We assessed apical-to-basolateral (AP-BL) permeation of methotrexate (5 muM) across Caco-2 cell monolayers pretreated with various concentrations (0, 0.25, 0.5, 1, 3 and 5 mM) of sodium cholate or its semisynthetic analogue, sodium 12-monoketocholate. We also determined the effect of orally administered 12-monoketocholate on the intestinal absorption of methotrexate in rats to evaluate a possible in-vitro-in-vivo correlation.

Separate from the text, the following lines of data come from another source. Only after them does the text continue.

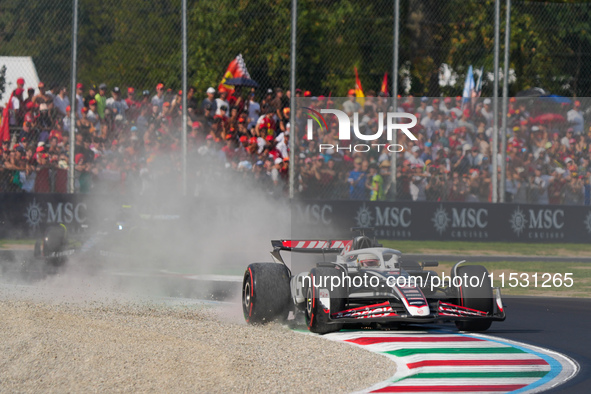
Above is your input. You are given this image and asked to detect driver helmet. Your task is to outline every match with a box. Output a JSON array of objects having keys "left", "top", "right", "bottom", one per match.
[{"left": 357, "top": 253, "right": 380, "bottom": 268}]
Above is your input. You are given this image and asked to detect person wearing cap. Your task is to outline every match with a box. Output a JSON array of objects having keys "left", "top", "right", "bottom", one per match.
[
  {"left": 365, "top": 163, "right": 384, "bottom": 201},
  {"left": 84, "top": 84, "right": 98, "bottom": 108},
  {"left": 560, "top": 127, "right": 574, "bottom": 149},
  {"left": 125, "top": 86, "right": 142, "bottom": 122},
  {"left": 94, "top": 83, "right": 107, "bottom": 120},
  {"left": 86, "top": 99, "right": 100, "bottom": 128},
  {"left": 53, "top": 86, "right": 70, "bottom": 116},
  {"left": 9, "top": 88, "right": 26, "bottom": 126},
  {"left": 201, "top": 87, "right": 218, "bottom": 121},
  {"left": 343, "top": 89, "right": 361, "bottom": 117},
  {"left": 246, "top": 93, "right": 261, "bottom": 130},
  {"left": 271, "top": 88, "right": 289, "bottom": 119},
  {"left": 106, "top": 86, "right": 129, "bottom": 120},
  {"left": 33, "top": 82, "right": 48, "bottom": 105},
  {"left": 75, "top": 82, "right": 84, "bottom": 119},
  {"left": 212, "top": 90, "right": 230, "bottom": 116},
  {"left": 566, "top": 100, "right": 585, "bottom": 135},
  {"left": 76, "top": 107, "right": 96, "bottom": 134},
  {"left": 480, "top": 97, "right": 493, "bottom": 128},
  {"left": 150, "top": 83, "right": 165, "bottom": 113}
]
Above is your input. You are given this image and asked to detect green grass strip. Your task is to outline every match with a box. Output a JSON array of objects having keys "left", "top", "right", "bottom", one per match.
[{"left": 384, "top": 347, "right": 525, "bottom": 357}]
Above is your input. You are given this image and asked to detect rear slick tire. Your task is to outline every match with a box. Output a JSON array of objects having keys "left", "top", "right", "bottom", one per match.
[
  {"left": 455, "top": 265, "right": 493, "bottom": 331},
  {"left": 242, "top": 263, "right": 291, "bottom": 324},
  {"left": 306, "top": 267, "right": 347, "bottom": 334}
]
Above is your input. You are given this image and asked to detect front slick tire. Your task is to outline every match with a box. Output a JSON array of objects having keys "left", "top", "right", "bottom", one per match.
[
  {"left": 456, "top": 265, "right": 493, "bottom": 331},
  {"left": 306, "top": 267, "right": 347, "bottom": 334},
  {"left": 242, "top": 263, "right": 291, "bottom": 324}
]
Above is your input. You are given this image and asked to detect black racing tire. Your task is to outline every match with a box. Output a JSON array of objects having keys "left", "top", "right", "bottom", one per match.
[
  {"left": 455, "top": 265, "right": 493, "bottom": 331},
  {"left": 43, "top": 225, "right": 67, "bottom": 267},
  {"left": 242, "top": 263, "right": 291, "bottom": 324},
  {"left": 304, "top": 267, "right": 348, "bottom": 334}
]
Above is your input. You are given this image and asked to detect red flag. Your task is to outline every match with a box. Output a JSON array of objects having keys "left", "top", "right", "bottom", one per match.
[
  {"left": 380, "top": 73, "right": 388, "bottom": 95},
  {"left": 218, "top": 54, "right": 250, "bottom": 95},
  {"left": 0, "top": 92, "right": 14, "bottom": 141},
  {"left": 355, "top": 67, "right": 365, "bottom": 107}
]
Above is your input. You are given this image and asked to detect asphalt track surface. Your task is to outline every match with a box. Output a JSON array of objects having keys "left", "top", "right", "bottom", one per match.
[
  {"left": 486, "top": 297, "right": 591, "bottom": 394},
  {"left": 4, "top": 252, "right": 591, "bottom": 393}
]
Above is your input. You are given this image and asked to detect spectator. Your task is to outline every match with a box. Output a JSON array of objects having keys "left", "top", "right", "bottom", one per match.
[
  {"left": 75, "top": 83, "right": 84, "bottom": 119},
  {"left": 53, "top": 86, "right": 70, "bottom": 117},
  {"left": 566, "top": 100, "right": 585, "bottom": 135},
  {"left": 212, "top": 90, "right": 230, "bottom": 116},
  {"left": 105, "top": 86, "right": 129, "bottom": 121},
  {"left": 150, "top": 83, "right": 164, "bottom": 113},
  {"left": 91, "top": 83, "right": 107, "bottom": 121},
  {"left": 365, "top": 163, "right": 384, "bottom": 201}
]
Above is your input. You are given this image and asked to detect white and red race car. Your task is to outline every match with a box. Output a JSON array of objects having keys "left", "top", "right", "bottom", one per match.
[{"left": 242, "top": 231, "right": 505, "bottom": 334}]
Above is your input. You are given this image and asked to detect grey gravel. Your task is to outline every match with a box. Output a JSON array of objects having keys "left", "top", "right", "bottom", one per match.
[{"left": 0, "top": 288, "right": 395, "bottom": 393}]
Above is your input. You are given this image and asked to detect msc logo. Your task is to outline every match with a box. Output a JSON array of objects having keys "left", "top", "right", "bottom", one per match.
[
  {"left": 431, "top": 205, "right": 488, "bottom": 238},
  {"left": 509, "top": 207, "right": 564, "bottom": 238},
  {"left": 355, "top": 204, "right": 412, "bottom": 228}
]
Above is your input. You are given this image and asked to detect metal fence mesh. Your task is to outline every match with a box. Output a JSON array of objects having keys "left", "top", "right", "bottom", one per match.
[{"left": 0, "top": 0, "right": 591, "bottom": 203}]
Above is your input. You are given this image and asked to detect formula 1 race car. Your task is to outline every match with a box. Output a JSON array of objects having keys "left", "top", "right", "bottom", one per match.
[{"left": 242, "top": 229, "right": 505, "bottom": 334}]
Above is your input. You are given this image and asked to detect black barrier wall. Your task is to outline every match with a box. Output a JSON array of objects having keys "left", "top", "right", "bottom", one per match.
[
  {"left": 292, "top": 201, "right": 591, "bottom": 243},
  {"left": 0, "top": 193, "right": 591, "bottom": 243}
]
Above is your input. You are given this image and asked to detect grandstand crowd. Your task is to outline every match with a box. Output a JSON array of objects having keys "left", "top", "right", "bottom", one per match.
[{"left": 0, "top": 79, "right": 591, "bottom": 205}]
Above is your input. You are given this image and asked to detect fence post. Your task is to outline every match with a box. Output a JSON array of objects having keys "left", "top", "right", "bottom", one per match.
[
  {"left": 390, "top": 0, "right": 400, "bottom": 199},
  {"left": 68, "top": 0, "right": 78, "bottom": 193},
  {"left": 289, "top": 0, "right": 298, "bottom": 199},
  {"left": 492, "top": 0, "right": 500, "bottom": 202},
  {"left": 182, "top": 0, "right": 187, "bottom": 196},
  {"left": 501, "top": 0, "right": 511, "bottom": 202}
]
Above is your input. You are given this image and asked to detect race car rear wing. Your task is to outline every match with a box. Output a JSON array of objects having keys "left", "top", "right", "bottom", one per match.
[
  {"left": 271, "top": 239, "right": 353, "bottom": 253},
  {"left": 271, "top": 239, "right": 353, "bottom": 268}
]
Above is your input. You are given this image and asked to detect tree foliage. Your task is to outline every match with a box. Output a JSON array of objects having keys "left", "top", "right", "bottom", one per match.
[{"left": 0, "top": 0, "right": 591, "bottom": 96}]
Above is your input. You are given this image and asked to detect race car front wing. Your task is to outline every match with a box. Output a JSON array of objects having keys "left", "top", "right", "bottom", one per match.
[{"left": 330, "top": 288, "right": 506, "bottom": 323}]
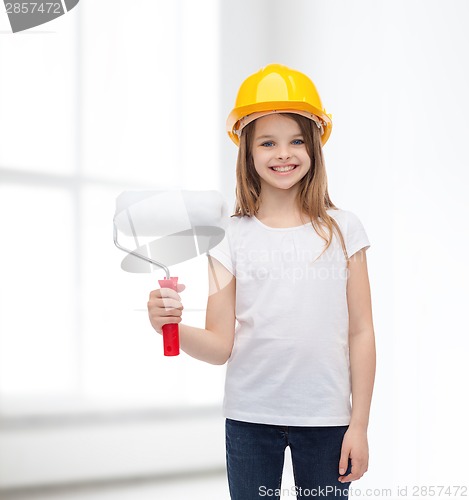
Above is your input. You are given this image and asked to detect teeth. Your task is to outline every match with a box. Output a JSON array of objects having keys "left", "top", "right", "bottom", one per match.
[{"left": 272, "top": 167, "right": 295, "bottom": 172}]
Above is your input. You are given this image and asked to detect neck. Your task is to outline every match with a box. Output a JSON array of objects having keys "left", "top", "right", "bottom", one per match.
[{"left": 257, "top": 187, "right": 302, "bottom": 220}]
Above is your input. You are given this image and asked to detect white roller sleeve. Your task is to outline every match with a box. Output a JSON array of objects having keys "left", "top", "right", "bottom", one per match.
[{"left": 114, "top": 190, "right": 228, "bottom": 236}]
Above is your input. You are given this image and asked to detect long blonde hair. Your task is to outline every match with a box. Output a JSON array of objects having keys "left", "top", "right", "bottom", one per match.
[{"left": 231, "top": 113, "right": 349, "bottom": 267}]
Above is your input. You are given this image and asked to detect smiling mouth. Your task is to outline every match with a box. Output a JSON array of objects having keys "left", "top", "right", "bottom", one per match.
[{"left": 269, "top": 165, "right": 298, "bottom": 173}]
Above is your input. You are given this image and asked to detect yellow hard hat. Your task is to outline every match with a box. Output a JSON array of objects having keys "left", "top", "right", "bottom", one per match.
[{"left": 226, "top": 64, "right": 332, "bottom": 146}]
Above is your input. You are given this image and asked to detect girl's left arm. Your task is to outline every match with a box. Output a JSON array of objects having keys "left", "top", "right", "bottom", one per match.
[{"left": 339, "top": 249, "right": 376, "bottom": 482}]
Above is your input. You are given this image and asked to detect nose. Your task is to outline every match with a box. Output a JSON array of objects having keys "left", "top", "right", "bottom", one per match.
[{"left": 277, "top": 144, "right": 291, "bottom": 160}]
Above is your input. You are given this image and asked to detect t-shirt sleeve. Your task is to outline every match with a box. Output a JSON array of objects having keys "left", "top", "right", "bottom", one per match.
[
  {"left": 207, "top": 228, "right": 235, "bottom": 276},
  {"left": 345, "top": 212, "right": 370, "bottom": 258}
]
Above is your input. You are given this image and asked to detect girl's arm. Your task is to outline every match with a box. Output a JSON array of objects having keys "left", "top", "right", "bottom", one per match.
[
  {"left": 339, "top": 249, "right": 376, "bottom": 482},
  {"left": 347, "top": 250, "right": 376, "bottom": 430},
  {"left": 179, "top": 256, "right": 236, "bottom": 365}
]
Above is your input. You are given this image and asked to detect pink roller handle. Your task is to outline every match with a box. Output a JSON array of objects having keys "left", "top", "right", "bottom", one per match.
[{"left": 158, "top": 277, "right": 179, "bottom": 356}]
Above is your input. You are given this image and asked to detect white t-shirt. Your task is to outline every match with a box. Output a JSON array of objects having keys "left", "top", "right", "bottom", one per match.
[{"left": 209, "top": 209, "right": 370, "bottom": 426}]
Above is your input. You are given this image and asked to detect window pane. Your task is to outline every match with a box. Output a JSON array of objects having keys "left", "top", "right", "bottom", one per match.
[
  {"left": 0, "top": 186, "right": 78, "bottom": 396},
  {"left": 0, "top": 11, "right": 78, "bottom": 174}
]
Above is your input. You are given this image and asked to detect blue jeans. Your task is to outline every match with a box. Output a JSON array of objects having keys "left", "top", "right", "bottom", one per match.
[{"left": 225, "top": 418, "right": 352, "bottom": 500}]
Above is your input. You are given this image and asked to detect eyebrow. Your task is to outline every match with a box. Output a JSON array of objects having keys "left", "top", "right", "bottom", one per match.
[{"left": 252, "top": 133, "right": 303, "bottom": 141}]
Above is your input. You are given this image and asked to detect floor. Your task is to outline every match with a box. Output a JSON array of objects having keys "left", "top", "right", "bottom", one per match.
[{"left": 0, "top": 448, "right": 296, "bottom": 500}]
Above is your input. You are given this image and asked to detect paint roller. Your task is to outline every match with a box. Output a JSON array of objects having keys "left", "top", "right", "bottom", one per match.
[{"left": 113, "top": 190, "right": 228, "bottom": 356}]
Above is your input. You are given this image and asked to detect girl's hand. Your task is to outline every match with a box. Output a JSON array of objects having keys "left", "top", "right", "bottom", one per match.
[
  {"left": 147, "top": 284, "right": 186, "bottom": 334},
  {"left": 339, "top": 427, "right": 368, "bottom": 483}
]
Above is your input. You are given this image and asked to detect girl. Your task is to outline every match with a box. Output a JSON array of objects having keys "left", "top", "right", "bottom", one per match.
[{"left": 148, "top": 64, "right": 375, "bottom": 500}]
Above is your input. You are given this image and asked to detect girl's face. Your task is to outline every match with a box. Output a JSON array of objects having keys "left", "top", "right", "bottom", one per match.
[{"left": 252, "top": 113, "right": 311, "bottom": 189}]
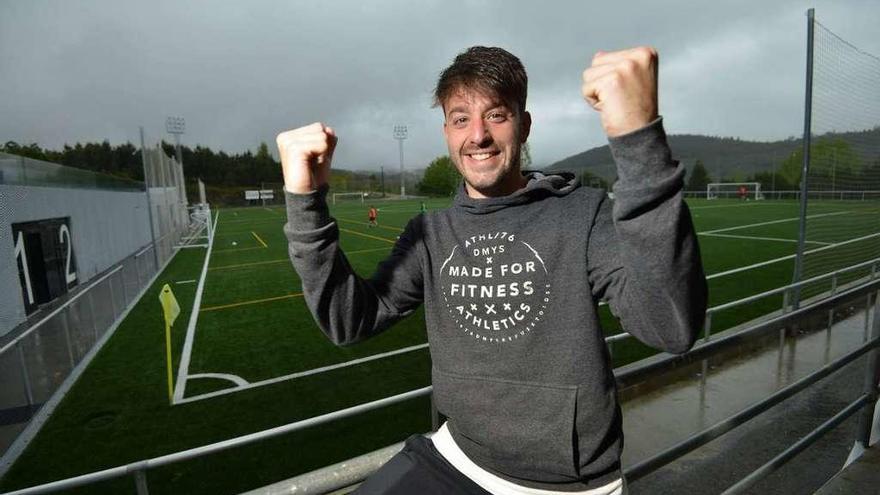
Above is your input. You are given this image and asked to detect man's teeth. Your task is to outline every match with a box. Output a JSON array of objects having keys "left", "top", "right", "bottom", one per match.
[{"left": 471, "top": 153, "right": 492, "bottom": 160}]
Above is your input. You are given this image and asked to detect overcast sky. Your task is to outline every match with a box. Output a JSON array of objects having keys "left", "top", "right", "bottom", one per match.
[{"left": 0, "top": 0, "right": 880, "bottom": 169}]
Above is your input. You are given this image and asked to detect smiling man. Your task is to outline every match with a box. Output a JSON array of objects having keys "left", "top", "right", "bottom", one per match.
[{"left": 277, "top": 47, "right": 706, "bottom": 495}]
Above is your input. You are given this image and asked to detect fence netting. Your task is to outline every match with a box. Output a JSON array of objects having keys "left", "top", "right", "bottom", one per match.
[{"left": 799, "top": 21, "right": 880, "bottom": 296}]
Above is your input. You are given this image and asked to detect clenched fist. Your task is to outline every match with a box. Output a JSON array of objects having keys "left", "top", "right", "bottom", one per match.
[
  {"left": 581, "top": 46, "right": 658, "bottom": 137},
  {"left": 275, "top": 122, "right": 337, "bottom": 194}
]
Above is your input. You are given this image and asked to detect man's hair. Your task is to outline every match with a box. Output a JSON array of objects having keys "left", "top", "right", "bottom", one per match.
[{"left": 434, "top": 46, "right": 529, "bottom": 114}]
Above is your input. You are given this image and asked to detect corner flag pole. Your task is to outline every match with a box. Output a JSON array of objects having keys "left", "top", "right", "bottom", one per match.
[{"left": 159, "top": 284, "right": 180, "bottom": 405}]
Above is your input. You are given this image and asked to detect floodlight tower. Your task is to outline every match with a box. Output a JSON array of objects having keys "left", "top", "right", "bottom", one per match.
[
  {"left": 394, "top": 125, "right": 406, "bottom": 199},
  {"left": 165, "top": 117, "right": 186, "bottom": 167}
]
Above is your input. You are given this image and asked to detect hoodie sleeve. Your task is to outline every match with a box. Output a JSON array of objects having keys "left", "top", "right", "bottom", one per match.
[
  {"left": 284, "top": 185, "right": 423, "bottom": 345},
  {"left": 587, "top": 118, "right": 708, "bottom": 353}
]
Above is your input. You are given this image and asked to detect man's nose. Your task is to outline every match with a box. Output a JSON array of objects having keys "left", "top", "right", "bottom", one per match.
[{"left": 470, "top": 119, "right": 492, "bottom": 145}]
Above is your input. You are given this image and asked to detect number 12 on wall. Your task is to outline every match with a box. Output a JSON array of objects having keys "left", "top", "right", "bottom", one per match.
[{"left": 12, "top": 218, "right": 77, "bottom": 314}]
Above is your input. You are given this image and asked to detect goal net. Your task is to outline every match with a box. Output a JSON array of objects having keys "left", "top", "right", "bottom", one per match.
[
  {"left": 333, "top": 192, "right": 367, "bottom": 205},
  {"left": 706, "top": 182, "right": 764, "bottom": 200}
]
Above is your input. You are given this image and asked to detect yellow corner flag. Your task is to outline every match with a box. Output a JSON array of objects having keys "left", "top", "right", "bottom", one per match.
[
  {"left": 159, "top": 284, "right": 180, "bottom": 327},
  {"left": 159, "top": 284, "right": 180, "bottom": 404}
]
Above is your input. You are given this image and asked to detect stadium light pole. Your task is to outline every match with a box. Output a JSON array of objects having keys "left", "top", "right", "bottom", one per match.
[
  {"left": 165, "top": 117, "right": 186, "bottom": 168},
  {"left": 394, "top": 125, "right": 406, "bottom": 199}
]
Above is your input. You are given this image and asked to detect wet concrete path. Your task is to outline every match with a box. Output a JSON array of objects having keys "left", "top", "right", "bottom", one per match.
[{"left": 622, "top": 310, "right": 880, "bottom": 495}]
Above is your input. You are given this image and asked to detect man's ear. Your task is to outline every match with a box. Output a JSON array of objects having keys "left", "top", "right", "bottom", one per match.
[{"left": 520, "top": 112, "right": 532, "bottom": 144}]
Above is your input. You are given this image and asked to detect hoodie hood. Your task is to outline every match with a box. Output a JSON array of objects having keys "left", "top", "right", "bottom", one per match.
[{"left": 454, "top": 170, "right": 580, "bottom": 215}]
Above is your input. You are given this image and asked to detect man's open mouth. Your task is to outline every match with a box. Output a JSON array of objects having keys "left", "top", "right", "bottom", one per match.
[{"left": 467, "top": 151, "right": 499, "bottom": 162}]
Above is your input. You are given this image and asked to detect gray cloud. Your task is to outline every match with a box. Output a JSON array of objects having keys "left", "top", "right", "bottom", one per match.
[{"left": 0, "top": 0, "right": 880, "bottom": 172}]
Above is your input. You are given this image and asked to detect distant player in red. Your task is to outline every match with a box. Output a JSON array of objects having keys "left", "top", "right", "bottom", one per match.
[{"left": 367, "top": 206, "right": 379, "bottom": 227}]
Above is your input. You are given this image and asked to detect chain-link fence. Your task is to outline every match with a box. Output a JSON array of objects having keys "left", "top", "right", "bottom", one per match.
[
  {"left": 144, "top": 145, "right": 189, "bottom": 265},
  {"left": 795, "top": 13, "right": 880, "bottom": 297},
  {"left": 0, "top": 245, "right": 161, "bottom": 462},
  {"left": 0, "top": 146, "right": 193, "bottom": 464}
]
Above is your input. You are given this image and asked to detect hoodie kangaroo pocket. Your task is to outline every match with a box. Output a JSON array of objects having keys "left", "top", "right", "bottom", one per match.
[{"left": 433, "top": 368, "right": 578, "bottom": 482}]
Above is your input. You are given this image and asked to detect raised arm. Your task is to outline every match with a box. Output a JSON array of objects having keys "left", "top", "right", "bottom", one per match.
[
  {"left": 276, "top": 123, "right": 423, "bottom": 345},
  {"left": 582, "top": 47, "right": 707, "bottom": 353}
]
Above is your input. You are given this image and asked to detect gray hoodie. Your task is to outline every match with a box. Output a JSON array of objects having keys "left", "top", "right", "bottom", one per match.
[{"left": 285, "top": 119, "right": 707, "bottom": 491}]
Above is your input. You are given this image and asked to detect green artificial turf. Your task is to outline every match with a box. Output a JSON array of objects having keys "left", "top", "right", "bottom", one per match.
[{"left": 0, "top": 199, "right": 880, "bottom": 494}]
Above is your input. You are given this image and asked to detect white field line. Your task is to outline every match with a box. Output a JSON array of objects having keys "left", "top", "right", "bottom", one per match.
[
  {"left": 699, "top": 211, "right": 852, "bottom": 235},
  {"left": 180, "top": 209, "right": 880, "bottom": 404},
  {"left": 174, "top": 344, "right": 428, "bottom": 404},
  {"left": 188, "top": 373, "right": 248, "bottom": 387},
  {"left": 706, "top": 232, "right": 880, "bottom": 280},
  {"left": 700, "top": 232, "right": 831, "bottom": 246},
  {"left": 688, "top": 201, "right": 761, "bottom": 210},
  {"left": 171, "top": 211, "right": 220, "bottom": 404}
]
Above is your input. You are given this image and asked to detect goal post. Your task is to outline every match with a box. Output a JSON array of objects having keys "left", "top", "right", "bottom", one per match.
[
  {"left": 333, "top": 192, "right": 367, "bottom": 205},
  {"left": 706, "top": 182, "right": 764, "bottom": 200}
]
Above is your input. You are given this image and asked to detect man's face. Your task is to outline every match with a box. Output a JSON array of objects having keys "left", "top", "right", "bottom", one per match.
[{"left": 443, "top": 89, "right": 531, "bottom": 198}]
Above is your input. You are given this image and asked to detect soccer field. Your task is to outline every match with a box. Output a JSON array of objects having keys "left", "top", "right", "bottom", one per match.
[{"left": 0, "top": 199, "right": 880, "bottom": 493}]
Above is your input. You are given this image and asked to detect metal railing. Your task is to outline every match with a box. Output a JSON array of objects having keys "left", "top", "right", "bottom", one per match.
[
  {"left": 6, "top": 259, "right": 880, "bottom": 495},
  {"left": 0, "top": 244, "right": 170, "bottom": 476},
  {"left": 605, "top": 258, "right": 880, "bottom": 354}
]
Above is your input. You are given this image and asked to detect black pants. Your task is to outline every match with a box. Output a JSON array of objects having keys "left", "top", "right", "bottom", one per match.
[{"left": 354, "top": 435, "right": 490, "bottom": 495}]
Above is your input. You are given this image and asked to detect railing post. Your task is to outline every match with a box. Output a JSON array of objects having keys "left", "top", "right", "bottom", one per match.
[
  {"left": 89, "top": 290, "right": 99, "bottom": 342},
  {"left": 61, "top": 306, "right": 76, "bottom": 370},
  {"left": 703, "top": 311, "right": 712, "bottom": 342},
  {"left": 134, "top": 256, "right": 141, "bottom": 289},
  {"left": 782, "top": 290, "right": 789, "bottom": 314},
  {"left": 119, "top": 261, "right": 128, "bottom": 311},
  {"left": 431, "top": 392, "right": 446, "bottom": 431},
  {"left": 15, "top": 342, "right": 34, "bottom": 406},
  {"left": 134, "top": 469, "right": 150, "bottom": 495},
  {"left": 856, "top": 290, "right": 880, "bottom": 448}
]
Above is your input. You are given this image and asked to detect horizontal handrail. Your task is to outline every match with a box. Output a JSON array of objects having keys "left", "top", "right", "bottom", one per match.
[
  {"left": 3, "top": 386, "right": 432, "bottom": 495},
  {"left": 0, "top": 263, "right": 122, "bottom": 354},
  {"left": 605, "top": 258, "right": 880, "bottom": 343},
  {"left": 3, "top": 281, "right": 880, "bottom": 495},
  {"left": 623, "top": 338, "right": 880, "bottom": 481},
  {"left": 721, "top": 395, "right": 871, "bottom": 495}
]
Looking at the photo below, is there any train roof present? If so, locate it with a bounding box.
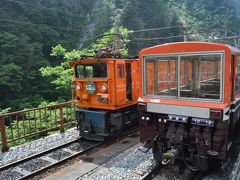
[139,41,240,55]
[69,57,138,66]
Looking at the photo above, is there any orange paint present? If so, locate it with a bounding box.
[139,42,240,110]
[69,58,139,110]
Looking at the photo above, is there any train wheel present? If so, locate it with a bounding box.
[152,142,163,163]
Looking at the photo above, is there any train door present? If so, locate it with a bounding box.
[228,55,237,143]
[126,63,132,101]
[115,60,127,106]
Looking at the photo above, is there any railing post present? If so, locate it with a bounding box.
[60,104,64,133]
[0,117,9,152]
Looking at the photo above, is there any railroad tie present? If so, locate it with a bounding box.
[63,148,78,155]
[13,167,31,176]
[39,156,58,164]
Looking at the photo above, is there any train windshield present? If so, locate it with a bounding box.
[75,62,107,78]
[144,53,222,100]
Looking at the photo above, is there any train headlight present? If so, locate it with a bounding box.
[101,83,107,92]
[210,109,222,119]
[86,81,96,94]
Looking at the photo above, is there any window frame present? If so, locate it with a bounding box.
[142,51,225,103]
[234,55,240,96]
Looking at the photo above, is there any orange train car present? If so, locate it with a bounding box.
[69,50,139,140]
[138,42,240,171]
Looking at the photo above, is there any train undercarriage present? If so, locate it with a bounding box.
[76,105,139,141]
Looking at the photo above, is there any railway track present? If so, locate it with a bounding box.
[0,138,102,180]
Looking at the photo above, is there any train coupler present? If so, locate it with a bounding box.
[139,135,160,153]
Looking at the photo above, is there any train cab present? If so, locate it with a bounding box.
[138,42,240,171]
[69,54,139,140]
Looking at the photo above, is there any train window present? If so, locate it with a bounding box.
[236,56,240,94]
[75,62,107,78]
[146,57,178,96]
[117,64,124,79]
[143,53,222,100]
[180,55,221,100]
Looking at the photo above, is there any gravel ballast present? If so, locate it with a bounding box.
[79,144,156,180]
[0,129,79,167]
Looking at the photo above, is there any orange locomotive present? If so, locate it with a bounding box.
[138,42,240,171]
[70,49,139,140]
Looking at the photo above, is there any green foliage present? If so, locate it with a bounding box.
[0,101,75,147]
[40,27,128,92]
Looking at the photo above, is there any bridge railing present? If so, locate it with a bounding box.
[0,101,76,151]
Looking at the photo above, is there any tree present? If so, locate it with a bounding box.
[40,27,128,100]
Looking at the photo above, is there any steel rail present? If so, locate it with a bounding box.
[18,142,103,180]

It was found that sodium cholate and sodium 12-monoketocholate decreased the AP-BL permeation of methotrexate at low concentrations (maximal inhibition at 0.25 and 1 mM, respectively) and increased it at higher concentrations. Determination of [(14)C] mannitol permeation and electrical resistance of monolayers during experiments showed that membrane integrity was not compromised at low concentrations of bile salts but was disrupted at higher concentrations. Subsequently, we examined the effect of the simultaneous oral administration of sodium 12-monoketocholate (4, 20, 40 and 80 mg/kg) on the intestinal absorption of methotrexate in rats after an oral dose (5 mg/kg). The pharmacokinetic study showed that 12-monoketocholate at 4 and 20 mg/kg did not change the methotrexate area under the serum concentration-time curve whereas sodium 12-monoketocholate at 40 and 80 mg/kg significantly reduced it.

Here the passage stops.